A typical comedy scene in a Bollywood film will always draw its laughter from physical comedy.
Picture Ajay Devgn, Arshad Warsi, Sharman Joshi and Tusshar Kapoor heckle a blind Paresh Rawal in Golmaal Fun Unlimited, and you know what we’re talking about. A blind man Paresh can only recognise someone by their touch and voice, and that was the entire premise of the film — four boys tricking and comfortably living off a blind couple until they are caught.
There’s no denying that such scenes were funny.
But then, how is this really funny?
Bollywood, especially through the nineties, has taught us the coolest insults one can throw at someone — and garner the loudest laughs. Of course, they are just jokes. A calls B 'langda', A laughs, the audience laughs. You pick it up and reuse the same insult in real life — from ‘chashmish’ to ‘bhains,’ we know we have all done it at some point. You know how it’s going to turn out because you’ve seen the laughs in the movies.
Except there is no audience in real life, your punch line just fell flat, and your joke wasn’t even funny, to begin with.
The problem is that people with physical challenges are used just as a prop in Hindi films, there to provide comic relief when you need it.
They are deliberately made so inconsequential to the plotline, even when they are at the centre of the film — think Tusshar Kapoor, a central character in the Golmaal series, and his stammer — that you don’t even realise when mockery becomes normal.
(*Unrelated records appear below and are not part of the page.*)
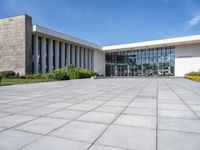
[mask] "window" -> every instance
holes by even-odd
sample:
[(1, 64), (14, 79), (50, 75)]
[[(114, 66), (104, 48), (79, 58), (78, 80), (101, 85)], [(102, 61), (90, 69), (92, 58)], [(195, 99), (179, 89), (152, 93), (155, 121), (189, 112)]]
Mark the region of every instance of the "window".
[(173, 76), (175, 47), (106, 53), (106, 75)]
[(56, 41), (53, 41), (53, 70), (55, 69), (56, 64)]
[(61, 68), (62, 43), (59, 42), (59, 68)]
[(49, 72), (49, 39), (46, 39), (46, 72)]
Why is it okay to laugh at the expense of the differently-abled? (Source: YouTube screengrab)
In Housefull 3, Akshay Kumar, Riteish Deshmukh and Abhishek Bachchan pretend to be deaf, blind and wheelchair-bound. If the pretence wasn’t bad enough, the loves of their lives are not going to be allowed to be with them because, well, they chose to be with differently-abled people.
So rampant is this ‘normalised’ mockery that most fail to understand how long ago they’ve crossed the line of decency, and how far they have come.
Bollywood and its shortcomings. (Source: YouTube screengrab)
But things get particularly problematic when it’s a ‘self-joke.’ In Shah Rukh Khan’s Zero, Bauua Singh is seen blaming his father for his short height. Apparently, the father’s tobacco-chewing habit messed up his sperm, thereby causing the ‘shortage.’ How does one not laugh when the differently-abled is laughing at his own cost?
Of course, Bollywood has depicted physical challenge fairly, too. There’s a Black and a Khamoshi, and many others to boast of. But there’s something about wrapping a message in crude, gimmicky comedy that makes it so deadly.
And that’s what Bollywood has mastered.
Comedy makes it easily digestible, gives it a wider reach, and because the end result is so hilarious, it makes it cool — a powerful tool that if Bollywood had only used judiciously, it would have helped spread awareness, rather than reinforce systematic insensitivity.
We wonder if anyone is reading this, or will they turn a blind eye and a deaf ear to the argument.